Die »Tradition«, durch die Nepalesinnen laut Bundesentwicklungsministerium im Laufe ihres Lebens durchschnittlich 2.400 Tage von sozialen Aktivitäten ausgeschlossen sind, ist zwar eine Straftat, deren Verfolgung im Alltag aber kaum Umsetzung erfährt. Unglücksfälle ähnlich dem jetzigen verleihen den lokalen Kampagnen zumindest kurzzeitig mehr Nachdruck.

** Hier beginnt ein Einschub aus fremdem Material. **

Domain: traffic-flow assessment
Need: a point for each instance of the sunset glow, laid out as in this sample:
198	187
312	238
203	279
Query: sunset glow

Im Januar 2019 hatten etwa Polizeieinheiten im Distrikt Bajura unzählige Menstruationshütten abgerissen, nachdem eine 35jährige Frau und ihre zwei Kinder in einem Chaugoth tot aufgefunden worden waren – offenbar am Rauch ihres Kochfeuers erstickt, wie die Kathmandu Post seinerzeit schrieb. Rajali, eine Siedlung im gleichen Distrikt, war im April 2018 sogar zur »chaugothfreien Zone« erklärt worden. Dort hatten sich selbst religiöse Autoritäten dem Kampf angeschlossen. Der Hindupriester Ram Bahadur Khadka etwa zerstörte laut einem Zeitungsbericht höchstpersönlich die Hütte, in die seine Frau sowie Töchter und Schwiegertöchter zuvor immer wieder geschickt worden waren.
In dieser frauenfeindlichen Verbannung sind Betroffene »routinemäßig der Kälte und einem erhöhten Risiko von sexualisierter Gewalt und Tierangriffen ausgesetzt«, schreibt UN-Women. In einigen Gebieten würden Frauen auch gezwungen, in der Hütte zu gebären und dort bis zu zwei Wochen lang unter den gleichen Einschränkungen zu bleiben. Schon 2005 hatte der Oberste Gerichtshof ein formelles Verbot von Chaupadi erlassen, zwölf Jahre später folgte die Aufnahme ins Strafgesetzbuch – wer andere zum Aufenthalt in einer solchen Hütte zwingt, kann nun mit Bußgeld oder bis zu drei Monaten Gefängnis bestraft werden. Eine wirksame Abschreckung sei das aber bisher nicht, konstatierte schon 2021 die Nepali Times.